Katy Perry's "Last Friday Night (TGIF)" is the fifth song from her latest album to top Billboard's Pop Songs airplay chart.

That breaks a record previously owned by Lady Gaga and Justin Timberlake, who'd previously had a mere four tunes each from a single album land at No. 1 on that chart, which has been around for 19 years.

But Perry is poised for a far more significant achievement when the Hot 100 is announced later today. Michael Jackson holds the record on that historic chart, having topped it with five singles from his 1987 "Bad" album.

If "Last Friday Night" reaches No. 1 on the Hot 100, as expected, she'll tie Jacko's high mark ... and then, surely, try to outdo it by releasing a sixth single from "Teenage Dream's" treasure trove of smashes.

Meanwhile, Eric Church was indulging in some self-fulfilling prophecy when he titled his third effort "Chief." The upstart country singer turned out to be the commander-in-chief of the latest Billboard 200 album sales chart, as his latest effort debuted on top with 145,000 copies sold -- more than quadrupling the opening numbers for his previous album.

Female singers made most of the news over on the album sales chart, after Church's stately No. 1 bow. Adele fell from the top spot to No. 2, even though, at 83,000, her unit figures were actually up a little, as they have been almost every week.

Kelly Rowland's ultimate career destiny is still a question mark, as her third solo album, "Here I Am," entered at No. 3 on sales of 77,000 units -- a slight comedown for Beyonce's former sidekick, despite the urban ubiquity of her "Motivation" single.

Amy Winehouse's "Back to Black" sold 54,000 and moved up five spots to No. 4, in its first full week of predictably robust posthumous sales. Another white British soul singer, Joss Stone, enjoyed the week's final top 10 entry, as "LP1," her first independently released album, kicked in at No. 9 with 30,000 sold, a slight improvement over her previous major-label-backed effort.

One singles chart that Perry is not currently queen of is digital song sales.
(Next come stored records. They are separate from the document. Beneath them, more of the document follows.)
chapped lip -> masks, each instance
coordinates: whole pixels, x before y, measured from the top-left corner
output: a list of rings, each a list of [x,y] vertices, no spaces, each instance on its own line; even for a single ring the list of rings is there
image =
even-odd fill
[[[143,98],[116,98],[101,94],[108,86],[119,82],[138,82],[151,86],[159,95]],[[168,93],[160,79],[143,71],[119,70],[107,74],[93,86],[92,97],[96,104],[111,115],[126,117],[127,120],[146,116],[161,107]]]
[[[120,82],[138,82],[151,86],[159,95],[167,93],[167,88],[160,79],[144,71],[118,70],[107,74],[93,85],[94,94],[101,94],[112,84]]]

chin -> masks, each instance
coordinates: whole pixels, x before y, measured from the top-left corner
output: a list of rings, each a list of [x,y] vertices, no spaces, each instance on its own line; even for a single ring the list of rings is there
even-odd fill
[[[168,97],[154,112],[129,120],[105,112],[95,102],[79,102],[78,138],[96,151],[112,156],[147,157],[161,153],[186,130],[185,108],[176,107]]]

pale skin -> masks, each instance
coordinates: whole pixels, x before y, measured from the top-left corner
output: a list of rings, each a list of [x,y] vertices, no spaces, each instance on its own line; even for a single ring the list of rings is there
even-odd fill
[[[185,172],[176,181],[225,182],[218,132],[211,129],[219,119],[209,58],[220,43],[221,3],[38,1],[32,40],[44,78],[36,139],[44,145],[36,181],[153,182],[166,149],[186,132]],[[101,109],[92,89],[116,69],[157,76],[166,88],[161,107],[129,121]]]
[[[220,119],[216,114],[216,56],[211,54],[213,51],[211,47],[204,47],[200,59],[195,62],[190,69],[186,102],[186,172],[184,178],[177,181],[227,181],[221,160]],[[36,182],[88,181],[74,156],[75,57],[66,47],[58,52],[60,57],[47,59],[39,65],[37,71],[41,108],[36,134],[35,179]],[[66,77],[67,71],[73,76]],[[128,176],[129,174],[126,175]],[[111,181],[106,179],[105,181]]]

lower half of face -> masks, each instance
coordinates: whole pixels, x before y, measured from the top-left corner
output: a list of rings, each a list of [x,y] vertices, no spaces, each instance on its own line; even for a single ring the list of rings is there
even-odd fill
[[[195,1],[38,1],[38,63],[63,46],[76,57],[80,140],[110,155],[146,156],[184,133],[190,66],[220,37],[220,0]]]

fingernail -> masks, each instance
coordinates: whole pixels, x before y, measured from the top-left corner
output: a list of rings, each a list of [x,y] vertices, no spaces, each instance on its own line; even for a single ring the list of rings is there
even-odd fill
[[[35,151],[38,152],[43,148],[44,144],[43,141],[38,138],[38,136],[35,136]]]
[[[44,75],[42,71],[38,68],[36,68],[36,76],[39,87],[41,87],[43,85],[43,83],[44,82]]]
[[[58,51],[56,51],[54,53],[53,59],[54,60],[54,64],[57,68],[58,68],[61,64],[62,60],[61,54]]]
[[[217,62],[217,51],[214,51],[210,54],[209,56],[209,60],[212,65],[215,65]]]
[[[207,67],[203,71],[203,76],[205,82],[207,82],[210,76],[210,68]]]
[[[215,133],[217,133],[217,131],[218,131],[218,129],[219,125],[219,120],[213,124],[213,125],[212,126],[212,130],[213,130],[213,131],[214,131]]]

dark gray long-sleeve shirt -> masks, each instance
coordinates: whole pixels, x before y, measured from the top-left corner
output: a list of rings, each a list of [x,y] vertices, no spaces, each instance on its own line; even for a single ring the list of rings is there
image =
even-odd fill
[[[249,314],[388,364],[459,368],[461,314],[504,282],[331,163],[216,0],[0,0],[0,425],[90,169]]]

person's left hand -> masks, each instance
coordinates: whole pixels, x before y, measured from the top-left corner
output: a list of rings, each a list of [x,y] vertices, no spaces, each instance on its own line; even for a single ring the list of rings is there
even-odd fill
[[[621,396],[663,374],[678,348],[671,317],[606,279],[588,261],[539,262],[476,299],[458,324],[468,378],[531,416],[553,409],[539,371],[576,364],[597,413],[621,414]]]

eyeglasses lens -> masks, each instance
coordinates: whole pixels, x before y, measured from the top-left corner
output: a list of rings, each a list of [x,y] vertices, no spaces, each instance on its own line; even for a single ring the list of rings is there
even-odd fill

The top spot belonged, as it has for a month now, to LMFOA's unstoppable "Party Rock Anthem," which sold another 202,000 downloads. After a slow start last week, Jay-Z and Kanye West's "Otis" jumped up to No. 9 by selling 113,000, setting the stage for next Monday's release of the superstar collaborators' full album, expected to be one of the year's biggest sellers.